Bookends

Perhaps the strangest thing to be said about Goat Island Performance Group's new book is that it can teach you how to fix a toilet.
It's an accidental bonus to be sure, and not something you'd expect to find in an avant-garde theater group's reading companion. Yet there it is in company member Lin Hixson's chapter about the exercises she put the rest of the group through as they prepared their new show, When will the September roses bloom? Last night was only a comedy. This lesson in bathroom repair illustrates how Goat Island members will get their ideas from nearly anywhere.
The book, Frakcija (self-published, $10), also works as an instruction manual on how to put on a Goat Island show: Read a lot of mid-20th-century German poetry, think a lot about math, and then put it all together in a carefully crafted stage show that incorporates dance, spoken word and theater. The group will read from the book Saturday 26 as part of the PAC/edge Festival before returning the next week to perform the piece.
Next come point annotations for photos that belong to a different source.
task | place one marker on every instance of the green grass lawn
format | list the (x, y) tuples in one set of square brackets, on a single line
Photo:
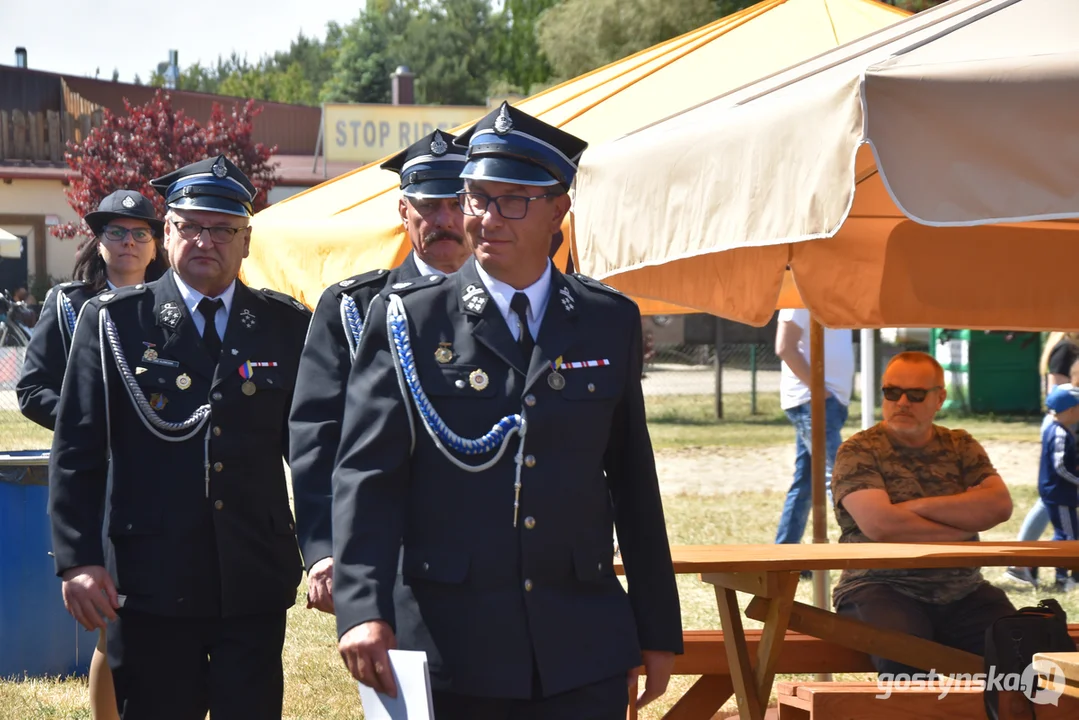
[(317, 687), (17, 433), (316, 684), (682, 421)]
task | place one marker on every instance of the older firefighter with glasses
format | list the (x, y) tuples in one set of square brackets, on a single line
[(173, 423), (906, 479), (493, 435)]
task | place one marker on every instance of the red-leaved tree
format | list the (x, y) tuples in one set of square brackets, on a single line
[(150, 140)]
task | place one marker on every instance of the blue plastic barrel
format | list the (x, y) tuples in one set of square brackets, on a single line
[(38, 637)]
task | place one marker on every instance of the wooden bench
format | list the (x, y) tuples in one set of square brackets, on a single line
[(859, 701), (802, 654)]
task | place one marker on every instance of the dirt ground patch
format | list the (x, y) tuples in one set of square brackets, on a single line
[(719, 471)]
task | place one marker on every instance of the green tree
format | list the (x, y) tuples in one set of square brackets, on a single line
[(518, 59), (449, 46), (370, 49)]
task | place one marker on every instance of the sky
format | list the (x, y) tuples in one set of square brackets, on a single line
[(78, 38)]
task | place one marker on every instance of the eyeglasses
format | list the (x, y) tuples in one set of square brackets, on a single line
[(115, 234), (914, 394), (221, 234), (426, 206), (511, 207)]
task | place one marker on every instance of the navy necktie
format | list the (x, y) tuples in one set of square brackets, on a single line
[(208, 310), (519, 304)]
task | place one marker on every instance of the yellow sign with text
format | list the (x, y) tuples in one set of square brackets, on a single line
[(366, 133)]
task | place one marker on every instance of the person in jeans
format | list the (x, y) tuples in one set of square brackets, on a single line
[(1057, 473), (1060, 365), (792, 345), (909, 480)]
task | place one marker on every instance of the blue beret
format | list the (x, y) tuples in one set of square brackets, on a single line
[(429, 167), (511, 146), (214, 185)]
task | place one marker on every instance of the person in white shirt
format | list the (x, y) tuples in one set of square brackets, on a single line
[(792, 345)]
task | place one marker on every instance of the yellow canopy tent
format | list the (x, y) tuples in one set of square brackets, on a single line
[(925, 175), (351, 225)]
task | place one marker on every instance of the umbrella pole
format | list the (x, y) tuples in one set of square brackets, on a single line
[(818, 395)]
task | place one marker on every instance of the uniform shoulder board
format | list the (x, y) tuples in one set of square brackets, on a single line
[(112, 297), (356, 282), (597, 285), (406, 286), (71, 284), (287, 299)]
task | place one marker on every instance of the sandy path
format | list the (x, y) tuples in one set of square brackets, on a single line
[(716, 471)]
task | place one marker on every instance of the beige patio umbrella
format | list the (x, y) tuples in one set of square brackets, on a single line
[(926, 161), (925, 175)]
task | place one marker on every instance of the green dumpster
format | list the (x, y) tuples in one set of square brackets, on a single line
[(989, 371)]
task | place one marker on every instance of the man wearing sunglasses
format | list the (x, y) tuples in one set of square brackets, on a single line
[(907, 479), (493, 435), (173, 422), (429, 173)]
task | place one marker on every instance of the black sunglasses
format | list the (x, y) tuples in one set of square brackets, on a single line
[(914, 394)]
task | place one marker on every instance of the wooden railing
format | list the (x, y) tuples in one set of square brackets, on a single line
[(42, 136)]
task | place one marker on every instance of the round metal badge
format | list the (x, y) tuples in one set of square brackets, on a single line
[(478, 380)]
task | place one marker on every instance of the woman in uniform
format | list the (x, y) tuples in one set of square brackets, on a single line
[(125, 249)]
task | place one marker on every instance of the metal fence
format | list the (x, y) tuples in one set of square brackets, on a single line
[(749, 371)]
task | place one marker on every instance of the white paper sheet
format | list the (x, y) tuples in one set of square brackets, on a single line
[(413, 690)]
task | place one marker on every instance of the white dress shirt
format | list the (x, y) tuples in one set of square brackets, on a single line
[(191, 299), (502, 294)]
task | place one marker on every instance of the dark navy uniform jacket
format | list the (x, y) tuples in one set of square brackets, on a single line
[(493, 600), (39, 386), (318, 405), (196, 527)]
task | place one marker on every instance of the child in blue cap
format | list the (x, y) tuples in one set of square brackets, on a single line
[(1057, 474)]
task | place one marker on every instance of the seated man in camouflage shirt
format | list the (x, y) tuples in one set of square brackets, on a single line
[(906, 479)]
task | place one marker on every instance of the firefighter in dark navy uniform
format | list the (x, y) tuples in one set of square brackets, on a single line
[(494, 426), (429, 179), (125, 249), (173, 424)]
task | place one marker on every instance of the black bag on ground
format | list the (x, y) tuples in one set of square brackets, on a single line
[(1012, 640)]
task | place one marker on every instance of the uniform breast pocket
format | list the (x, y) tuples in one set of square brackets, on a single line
[(462, 381), (269, 380), (171, 392), (591, 384)]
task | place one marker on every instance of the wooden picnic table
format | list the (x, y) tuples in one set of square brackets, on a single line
[(1068, 662), (770, 573)]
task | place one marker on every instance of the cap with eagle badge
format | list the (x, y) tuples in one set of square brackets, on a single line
[(124, 204), (214, 185), (429, 167), (510, 146)]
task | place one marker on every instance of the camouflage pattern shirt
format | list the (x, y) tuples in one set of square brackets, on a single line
[(952, 462)]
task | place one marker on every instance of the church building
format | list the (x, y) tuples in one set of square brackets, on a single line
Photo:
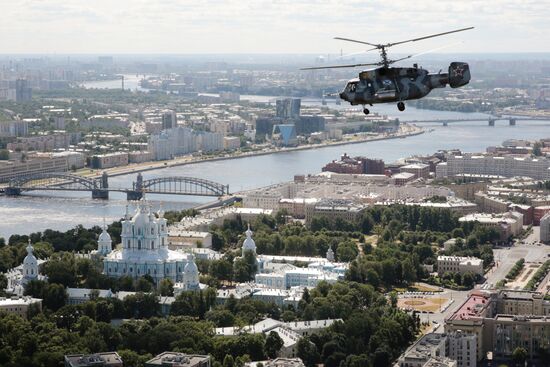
[(144, 249)]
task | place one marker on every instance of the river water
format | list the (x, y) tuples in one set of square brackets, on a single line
[(63, 210)]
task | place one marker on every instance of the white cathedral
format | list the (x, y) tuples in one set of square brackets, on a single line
[(144, 251)]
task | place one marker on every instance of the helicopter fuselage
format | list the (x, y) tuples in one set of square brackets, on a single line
[(388, 84)]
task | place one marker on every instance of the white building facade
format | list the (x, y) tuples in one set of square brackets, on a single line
[(144, 249)]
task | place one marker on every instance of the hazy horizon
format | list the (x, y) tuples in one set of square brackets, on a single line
[(138, 27)]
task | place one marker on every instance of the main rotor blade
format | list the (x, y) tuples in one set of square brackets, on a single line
[(350, 40), (430, 36), (424, 52), (357, 53), (340, 66)]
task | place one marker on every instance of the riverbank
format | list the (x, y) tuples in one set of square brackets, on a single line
[(405, 131)]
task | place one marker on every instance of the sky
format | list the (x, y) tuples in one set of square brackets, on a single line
[(267, 26)]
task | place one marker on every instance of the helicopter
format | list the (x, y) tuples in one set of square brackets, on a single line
[(397, 84)]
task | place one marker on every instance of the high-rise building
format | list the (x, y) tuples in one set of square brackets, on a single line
[(288, 108), (23, 93), (545, 228), (169, 120)]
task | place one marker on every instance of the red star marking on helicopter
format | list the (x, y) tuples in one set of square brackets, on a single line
[(459, 71)]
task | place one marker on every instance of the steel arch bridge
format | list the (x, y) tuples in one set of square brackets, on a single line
[(182, 186), (53, 181)]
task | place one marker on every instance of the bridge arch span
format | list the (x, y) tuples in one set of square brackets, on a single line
[(181, 185)]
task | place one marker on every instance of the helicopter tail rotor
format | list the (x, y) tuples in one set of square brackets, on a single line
[(459, 74)]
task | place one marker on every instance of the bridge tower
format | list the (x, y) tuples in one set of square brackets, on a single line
[(137, 189), (13, 191), (103, 191)]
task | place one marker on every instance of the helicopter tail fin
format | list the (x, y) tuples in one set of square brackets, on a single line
[(459, 74)]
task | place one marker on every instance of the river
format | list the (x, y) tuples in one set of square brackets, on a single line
[(38, 211)]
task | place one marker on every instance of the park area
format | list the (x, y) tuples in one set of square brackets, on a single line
[(422, 304), (523, 278)]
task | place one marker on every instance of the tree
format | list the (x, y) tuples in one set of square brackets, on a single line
[(273, 344), (220, 317), (468, 280), (228, 361), (366, 223), (307, 352), (54, 296), (347, 251)]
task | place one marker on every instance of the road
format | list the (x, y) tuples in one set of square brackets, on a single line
[(505, 259)]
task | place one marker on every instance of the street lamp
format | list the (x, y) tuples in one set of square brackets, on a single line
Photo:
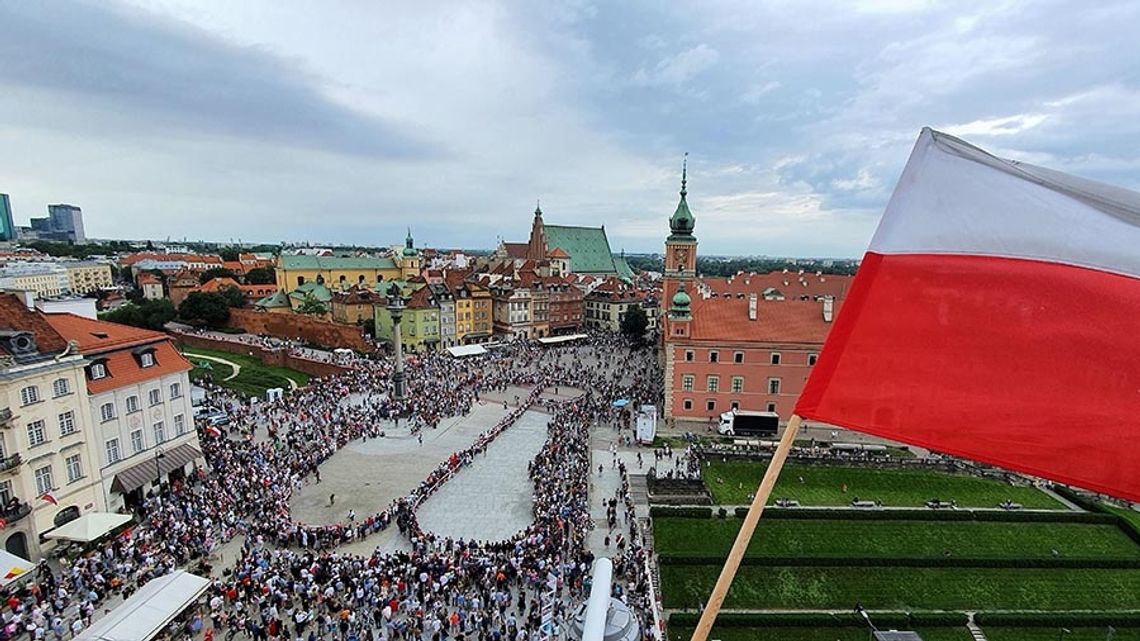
[(159, 455)]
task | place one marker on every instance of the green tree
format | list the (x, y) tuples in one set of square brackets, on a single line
[(635, 323), (149, 314), (205, 308), (311, 306), (233, 295), (260, 276), (216, 273)]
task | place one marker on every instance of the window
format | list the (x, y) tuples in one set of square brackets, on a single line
[(35, 433), (67, 423), (113, 454), (74, 470), (30, 395), (43, 483)]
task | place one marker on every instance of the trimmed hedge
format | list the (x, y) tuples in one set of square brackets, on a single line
[(823, 619), (906, 562), (920, 514), (1130, 618)]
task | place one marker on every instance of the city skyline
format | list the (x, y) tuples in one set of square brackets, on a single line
[(263, 123)]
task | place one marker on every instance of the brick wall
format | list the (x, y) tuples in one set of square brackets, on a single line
[(271, 357), (293, 326)]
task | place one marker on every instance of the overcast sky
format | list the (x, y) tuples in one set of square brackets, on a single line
[(349, 121)]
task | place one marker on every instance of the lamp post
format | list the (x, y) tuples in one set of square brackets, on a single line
[(159, 455), (396, 309)]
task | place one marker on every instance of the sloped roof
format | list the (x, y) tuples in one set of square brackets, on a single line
[(277, 300), (588, 248), (335, 262), (781, 322)]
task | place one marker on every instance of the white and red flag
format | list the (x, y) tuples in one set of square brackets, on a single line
[(995, 316)]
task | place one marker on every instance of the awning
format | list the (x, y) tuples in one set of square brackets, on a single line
[(149, 610), (13, 567), (462, 350), (145, 471), (89, 527)]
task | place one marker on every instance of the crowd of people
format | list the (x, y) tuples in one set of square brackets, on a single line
[(290, 582)]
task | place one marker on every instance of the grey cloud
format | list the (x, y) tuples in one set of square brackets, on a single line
[(167, 75)]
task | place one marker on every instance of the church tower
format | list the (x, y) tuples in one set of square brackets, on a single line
[(681, 245)]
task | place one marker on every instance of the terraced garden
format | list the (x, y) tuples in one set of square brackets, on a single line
[(732, 483)]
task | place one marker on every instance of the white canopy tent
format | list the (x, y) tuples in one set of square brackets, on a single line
[(462, 350), (13, 567), (89, 527), (149, 610)]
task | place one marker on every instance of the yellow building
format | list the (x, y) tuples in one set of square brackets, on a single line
[(49, 470), (86, 276)]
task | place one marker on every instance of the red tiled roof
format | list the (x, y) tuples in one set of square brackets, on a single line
[(95, 337), (15, 315), (782, 322), (114, 342)]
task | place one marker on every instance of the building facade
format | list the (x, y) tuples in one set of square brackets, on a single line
[(138, 392), (48, 476)]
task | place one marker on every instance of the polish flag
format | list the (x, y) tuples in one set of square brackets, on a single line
[(995, 317)]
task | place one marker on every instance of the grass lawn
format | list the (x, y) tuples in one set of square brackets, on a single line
[(733, 481), (895, 587), (1051, 633), (975, 540), (254, 378), (1130, 516), (816, 633)]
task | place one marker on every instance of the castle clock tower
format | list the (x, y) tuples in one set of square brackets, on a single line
[(681, 245)]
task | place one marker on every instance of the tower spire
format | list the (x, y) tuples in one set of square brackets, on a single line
[(684, 176)]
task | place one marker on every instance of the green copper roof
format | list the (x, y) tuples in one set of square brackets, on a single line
[(335, 262), (588, 249), (317, 290), (277, 300)]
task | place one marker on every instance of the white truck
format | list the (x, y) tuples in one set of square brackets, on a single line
[(746, 422)]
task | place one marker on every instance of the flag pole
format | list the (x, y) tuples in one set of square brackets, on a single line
[(732, 564)]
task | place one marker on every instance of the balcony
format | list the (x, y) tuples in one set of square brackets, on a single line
[(9, 462), (15, 510)]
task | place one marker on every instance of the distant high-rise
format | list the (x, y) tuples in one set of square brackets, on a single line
[(67, 220), (7, 225)]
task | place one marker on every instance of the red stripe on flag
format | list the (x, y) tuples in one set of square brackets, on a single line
[(1028, 365)]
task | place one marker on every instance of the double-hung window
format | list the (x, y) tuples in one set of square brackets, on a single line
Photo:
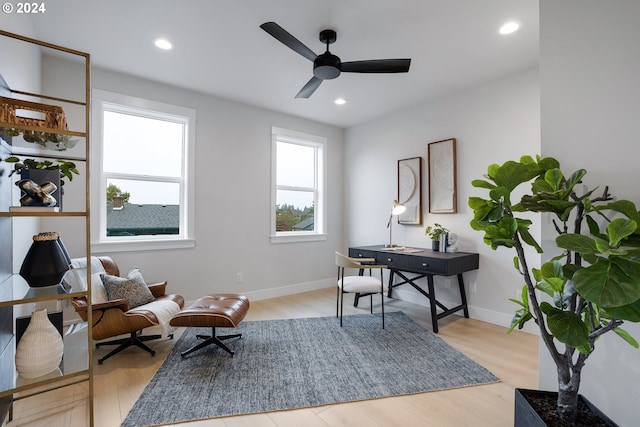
[(298, 199), (143, 159)]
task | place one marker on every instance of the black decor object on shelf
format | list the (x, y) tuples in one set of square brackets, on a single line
[(46, 262)]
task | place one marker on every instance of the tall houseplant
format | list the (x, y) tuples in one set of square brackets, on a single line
[(593, 282)]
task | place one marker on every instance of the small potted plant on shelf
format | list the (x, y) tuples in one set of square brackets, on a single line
[(591, 282), (44, 171), (67, 169), (434, 232)]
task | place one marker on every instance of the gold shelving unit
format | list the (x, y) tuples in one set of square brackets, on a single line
[(76, 366)]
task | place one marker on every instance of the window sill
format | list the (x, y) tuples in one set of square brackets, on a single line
[(141, 245), (295, 238)]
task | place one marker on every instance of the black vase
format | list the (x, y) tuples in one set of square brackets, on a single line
[(46, 261), (527, 415)]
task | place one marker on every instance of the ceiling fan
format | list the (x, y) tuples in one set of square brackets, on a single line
[(328, 66)]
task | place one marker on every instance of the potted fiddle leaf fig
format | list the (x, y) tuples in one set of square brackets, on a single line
[(591, 282)]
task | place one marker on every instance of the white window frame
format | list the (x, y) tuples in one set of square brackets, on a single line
[(320, 199), (110, 101)]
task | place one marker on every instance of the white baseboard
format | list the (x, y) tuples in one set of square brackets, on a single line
[(478, 313)]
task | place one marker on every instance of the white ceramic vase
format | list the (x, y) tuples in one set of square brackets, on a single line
[(40, 349)]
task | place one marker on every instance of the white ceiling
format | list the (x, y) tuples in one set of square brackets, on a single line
[(219, 48)]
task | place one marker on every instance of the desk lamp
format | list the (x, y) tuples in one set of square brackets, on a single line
[(397, 209)]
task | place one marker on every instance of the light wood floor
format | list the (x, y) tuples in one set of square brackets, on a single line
[(120, 380)]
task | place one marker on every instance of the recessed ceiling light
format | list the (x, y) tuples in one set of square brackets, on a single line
[(163, 44), (509, 27)]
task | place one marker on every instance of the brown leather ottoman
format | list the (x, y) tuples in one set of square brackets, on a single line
[(216, 310)]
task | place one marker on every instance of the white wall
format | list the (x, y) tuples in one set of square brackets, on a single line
[(590, 101), (232, 170), (21, 71), (492, 123)]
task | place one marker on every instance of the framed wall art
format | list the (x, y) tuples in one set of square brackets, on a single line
[(442, 176), (410, 190)]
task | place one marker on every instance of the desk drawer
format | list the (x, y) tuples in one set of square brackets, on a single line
[(393, 261), (431, 265)]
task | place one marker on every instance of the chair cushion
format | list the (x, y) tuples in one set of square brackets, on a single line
[(131, 288), (76, 278), (362, 284)]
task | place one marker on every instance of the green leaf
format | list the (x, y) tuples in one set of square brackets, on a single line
[(554, 178), (481, 183), (620, 228), (567, 327), (609, 282), (630, 312), (625, 336), (577, 243)]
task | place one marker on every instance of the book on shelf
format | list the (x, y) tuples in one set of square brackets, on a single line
[(34, 209)]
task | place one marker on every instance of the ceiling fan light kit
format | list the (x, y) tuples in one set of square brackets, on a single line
[(327, 66)]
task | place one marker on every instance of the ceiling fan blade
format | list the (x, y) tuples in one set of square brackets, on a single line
[(287, 39), (376, 66), (309, 88)]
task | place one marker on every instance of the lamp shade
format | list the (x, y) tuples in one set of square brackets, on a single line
[(46, 261), (398, 208)]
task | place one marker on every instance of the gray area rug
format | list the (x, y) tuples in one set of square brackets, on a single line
[(295, 363)]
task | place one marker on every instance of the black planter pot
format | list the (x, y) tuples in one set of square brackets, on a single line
[(528, 413)]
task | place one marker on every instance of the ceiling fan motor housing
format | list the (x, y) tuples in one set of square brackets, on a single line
[(326, 66)]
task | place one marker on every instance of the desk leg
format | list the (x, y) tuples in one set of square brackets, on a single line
[(356, 298), (463, 296), (432, 303)]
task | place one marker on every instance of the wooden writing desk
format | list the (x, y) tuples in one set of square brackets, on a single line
[(424, 263)]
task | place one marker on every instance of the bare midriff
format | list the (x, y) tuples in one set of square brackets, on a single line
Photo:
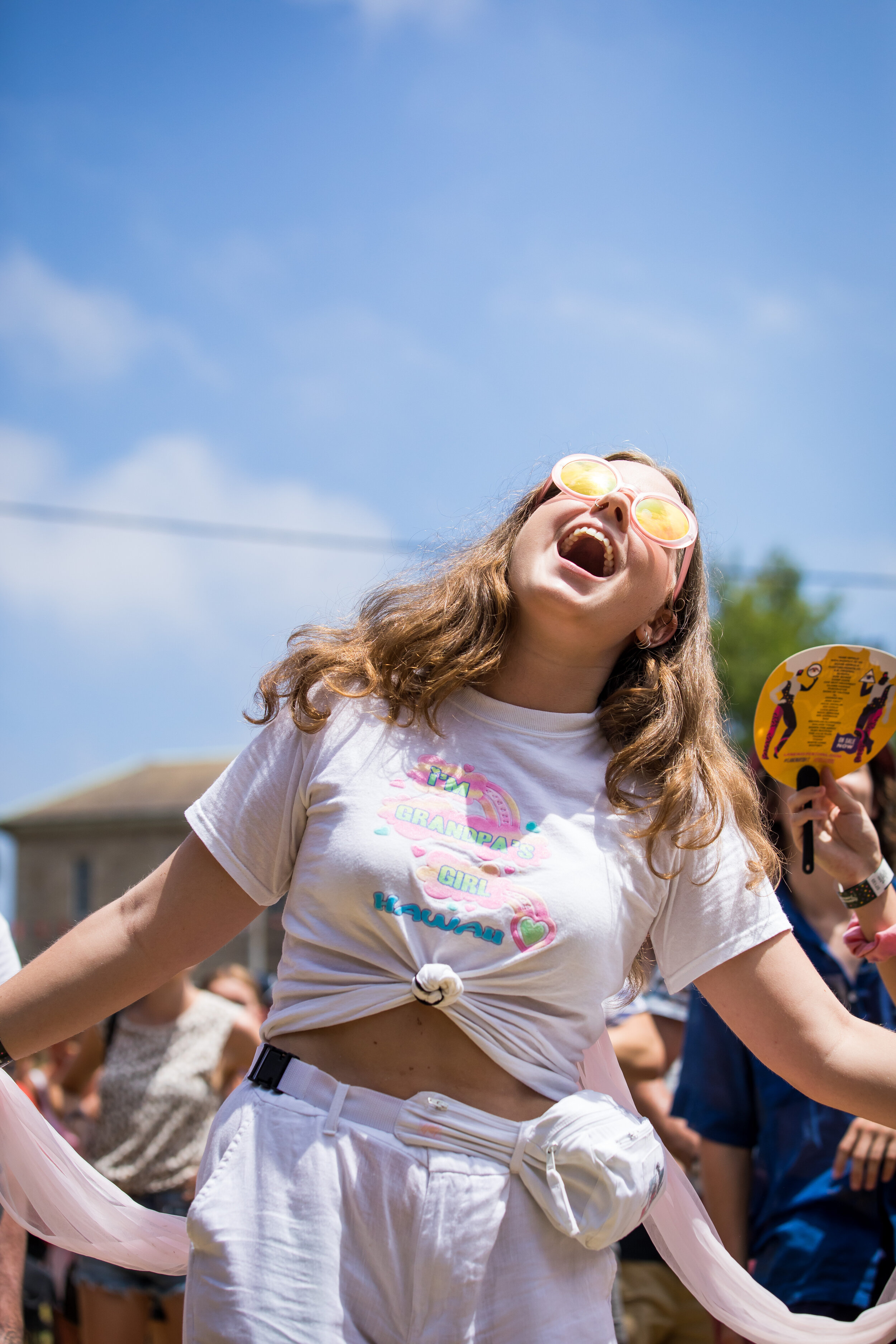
[(409, 1050)]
After the show, there are plans to compile a part II to Frakcija, discussing the show.
Frakcija is such an eclectic mix of writing that to call it a book is a bit like calling a homemade mix-tape an album. It's a loose compilation of booklets containing interviews, thoughts on the rehearsal and development process and reproduced notebook pages, all beautifully packaged in stark pinks and blacks. Think of it as DVD extras for Chicago's fringe pioneers.
Thanks to a little cross-pollination, Goat Island shares a family tree with the Neo-Futurists. Fans of the Neo-Futurists' signature show Too Much Light Makes the Baby Go Blind are partially attracted to the show because of its ever-changing nature. The cast does its best to run through 30 plays in 60 minutes, and thanks to a dice roll at the end of the show, as many as 12 plays can change from week to week.
Such shape-shifting has given the Neo-Futurists enough material to publish a third book, following the 2002 release of Neo-Solo:131 Neo-Futurist Solo Plays. With 200 More Neo-Futurist Plays (Hope and Nonthings, $16), the group drops the solo act and reprints ensemble plays from 1993 to 2002. It's easy to forget during the show—while watching the ensemble dash around the stage—just how well-crafted the plays really are. It's no insult to the company's acting chops to say its members are writers first, actors second.
Thankfully, none of the Neo-Futurists' humor or ingenuity is lost on the page. Take, for example, Ayun Halliday's Play to Terrify You. It's five people on stage, describing various nightmarish scenarios: a man under your bed, a killer with a bloody hook, and a clown who comes through drains and toilets to kill you. It's a funny and quirky run-through of all the typical summer-camp ghost stories. Yet somehow, because it's a Neo-Futurist play, the group is able to make it personal to adults. The last actor tells the audience, "This play will terrify you later tonight when you're in bed alone and if you don't go to bed alone, don't be so smug. The toilet man will get you later."—Jonathan Messinger
Goat Island reads from Frakcija Sunday 26 at 6pm at the Athenaeum Theatre. The Neo-Futurists perform TMLMBGB every weekend.